Kurz vor dem Ende der touristischen Hochsaison (Oktober bis April) zeigt sich das Reiseziel Kanarische Inseln erstaunlich robust. Mehr als drei Jahre in Folge behauptet das Archipel seine starke Position, und das trotz der internationalen Unsicherheiten, die seit der Eskalation zwischen den USA, Israel und dem Iran Ende Februar 2026 die Welt beschäftigen. Diese anhaltend hohe Nachfrage spiegelt sich auch in den Zahlen der ersten beiden Monate dieses Jahres wider, die weiterhin steigen. Im zuletzt analysierten Monat Februar stieg die Zahl der ausländischen Besucher im Vergleich zum Februar 2025 um 3,3% (landesweit in Spanien waren es 2,8%). Damit kamen fast 1,5 Millionen internationale Touristen auf die Inseln. Diese Zahl treibt das kumulierte Ergebnis für das erste Halbjahr 2026 auf ein Plus von 4,1% gegenüber 2025. Insgesamt reisten in Januar und Februar 2,9 Millionen Besucher mit Ursprung außerhalb Spaniens auf die Kanaren – ein Zuwachs von 119.727 Personen in nur zwei Monaten. Sollte dieses Tempo beibehalten werden, was angesichts der schwierigen internationalen Konjunktur noch ungewiss ist, könnte auch das Gesamtjahr 2026 erneut alle Rekorde brechen.

Kanaren sind Spaniens Tourismusmotor

Im Februar 2026, dem aktuellsten Monat mit vorliegenden Daten, festigten die Kanarischen Inseln ihre Position als wichtigstes Reiseziel für ausländische Touristen in Spanien. Laut den vom Nationalen Statistikinstitut (INE) veröffentlichten „Frontur“-Daten (Movimientos Turísticos en Fronteras) entfielen 26,8% aller internationalen Ankünfte in Spanien auf das Archipel. Auf den Plätzen folgten Katalonien (21,3%) und Andalusien (14,1%).
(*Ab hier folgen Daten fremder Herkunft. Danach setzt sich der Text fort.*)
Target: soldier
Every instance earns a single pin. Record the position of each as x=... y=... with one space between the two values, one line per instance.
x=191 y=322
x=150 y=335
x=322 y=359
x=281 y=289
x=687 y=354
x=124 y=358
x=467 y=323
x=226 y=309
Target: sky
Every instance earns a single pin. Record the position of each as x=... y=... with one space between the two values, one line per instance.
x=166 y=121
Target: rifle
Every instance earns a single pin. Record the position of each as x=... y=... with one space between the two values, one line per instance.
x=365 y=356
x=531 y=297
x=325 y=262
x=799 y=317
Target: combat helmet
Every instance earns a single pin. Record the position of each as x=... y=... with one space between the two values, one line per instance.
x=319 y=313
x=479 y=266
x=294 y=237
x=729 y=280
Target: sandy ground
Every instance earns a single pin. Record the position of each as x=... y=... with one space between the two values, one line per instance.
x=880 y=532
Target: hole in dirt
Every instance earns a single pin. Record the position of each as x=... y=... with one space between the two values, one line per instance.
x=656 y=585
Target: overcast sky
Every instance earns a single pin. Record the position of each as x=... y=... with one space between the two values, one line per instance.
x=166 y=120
Betrachtet man die ersten beiden Monate des Jahres 2026 zusammen, führen die Kanaren mit 2,9 Millionen Besuchern und dem besagten Plus von 4,1%. Katalonien verzeichnete 2,2 Millionen Ankünfte (ein Minus von 0,9%), Andalusien kam auf 1,5 Millionen (ein Plus von 2,4%).
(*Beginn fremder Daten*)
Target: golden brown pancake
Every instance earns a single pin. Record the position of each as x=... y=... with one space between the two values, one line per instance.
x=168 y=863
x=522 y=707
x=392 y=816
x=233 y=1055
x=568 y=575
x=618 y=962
Ausgaben: Spitzenreiter mit leichtem Dämpfer

Was die Gesamtausgaben der internationalen Touristen in Spanien betrifft, so wurden im Februar 2026 laut der parallel veröffentlichten „Egatur“-Erhebung (Encuesta de Gasto Turístico) landesweit 7.606 Milliarden Euro umgesetzt – ein Anstieg von 4,6% gegenüber dem Vorjahresmonat. Auch hier spielten die Kanaren eine dominante Rolle: Sie vereinnahmten 29,2% der nationalen Tourismuseinnahmen, gefolgt von Katalonien (18%) und der Region Madrid (15,3%). Allerdings verzeichneten die Kanaren im Jahresvergleich zum Februar 2025 einen Rückgang der Tourismuseinnahmen um 1,6%. In Katalonien stiegen sie dagegen um 18,7%, in Madrid um 1,9%. Der konkrete, der Inselgruppe zugerechnete Tourismuseinkaufswert belief sich im Februar 2026 auf 2.221 Milliarden Euro. Dies ist der höchste Wert unter allen spanischen Autonomen Gemeinschaften (bedingt durch die Hochsaison auf den Inseln), bedeutet aber dennoch ein Minus von 1,6% gegenüber dem Februar 2025.
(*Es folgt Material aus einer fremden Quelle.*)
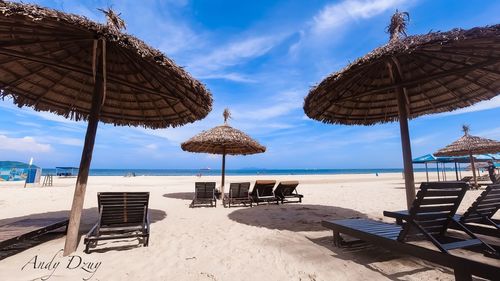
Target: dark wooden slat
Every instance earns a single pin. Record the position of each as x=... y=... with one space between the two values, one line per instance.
x=442 y=193
x=462 y=244
x=437 y=201
x=439 y=208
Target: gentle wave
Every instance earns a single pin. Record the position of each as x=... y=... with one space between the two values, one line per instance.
x=233 y=172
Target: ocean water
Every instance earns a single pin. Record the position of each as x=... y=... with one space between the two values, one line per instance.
x=234 y=172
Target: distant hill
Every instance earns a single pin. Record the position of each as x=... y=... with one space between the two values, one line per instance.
x=15 y=164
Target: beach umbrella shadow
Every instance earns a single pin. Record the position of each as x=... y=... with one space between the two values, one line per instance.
x=301 y=217
x=89 y=218
x=391 y=265
x=180 y=195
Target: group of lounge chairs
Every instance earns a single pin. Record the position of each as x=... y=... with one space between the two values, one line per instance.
x=431 y=215
x=239 y=193
x=484 y=179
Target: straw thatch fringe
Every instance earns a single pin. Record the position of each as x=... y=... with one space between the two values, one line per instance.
x=468 y=144
x=441 y=72
x=46 y=63
x=223 y=140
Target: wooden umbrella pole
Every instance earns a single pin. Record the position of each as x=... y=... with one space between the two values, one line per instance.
x=395 y=74
x=223 y=172
x=426 y=172
x=405 y=142
x=81 y=183
x=473 y=166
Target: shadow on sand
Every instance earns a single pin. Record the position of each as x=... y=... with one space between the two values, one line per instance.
x=89 y=218
x=391 y=265
x=180 y=195
x=300 y=217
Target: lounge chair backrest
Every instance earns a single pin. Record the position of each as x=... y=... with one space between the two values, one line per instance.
x=122 y=208
x=434 y=206
x=204 y=190
x=239 y=190
x=466 y=179
x=286 y=188
x=485 y=206
x=265 y=187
Kürzere Aufenthalte als Hauptgrund

Dieser Rückgang der absoluten Ausgaben ist nicht mit einem generellen Einbruch der Tourismuseinnahmen auf den Inseln gleichzusetzen. Die Ursache liegt vor allem in einer deutlich kürzeren durchschnittlichen Aufenthaltsdauer der ausländischen Gäste. Sie sank im Februar 2026 auf 7,5 Tage, was einem Minus von 12,6% gegenüber der Reisedauer im selben Monat des Vorjahres entspricht. Bemerkenswert ist hingegen, dass die durchschnittlichen touristischen Tagesausgaben pro Person weiter stiegen – und zwar um 8,9% im Jahresvergleich. Das Verhalten dieses letzten Wertes erklärt, warum der Rückgang der absoluten Tourismuseinnahmen im Februar hauptsächlich auf die kürzere Verweildauer der Gäste im gewählten Urlaubsziel, in diesem Fall den Kanarischen Inseln, zurückzuführen ist.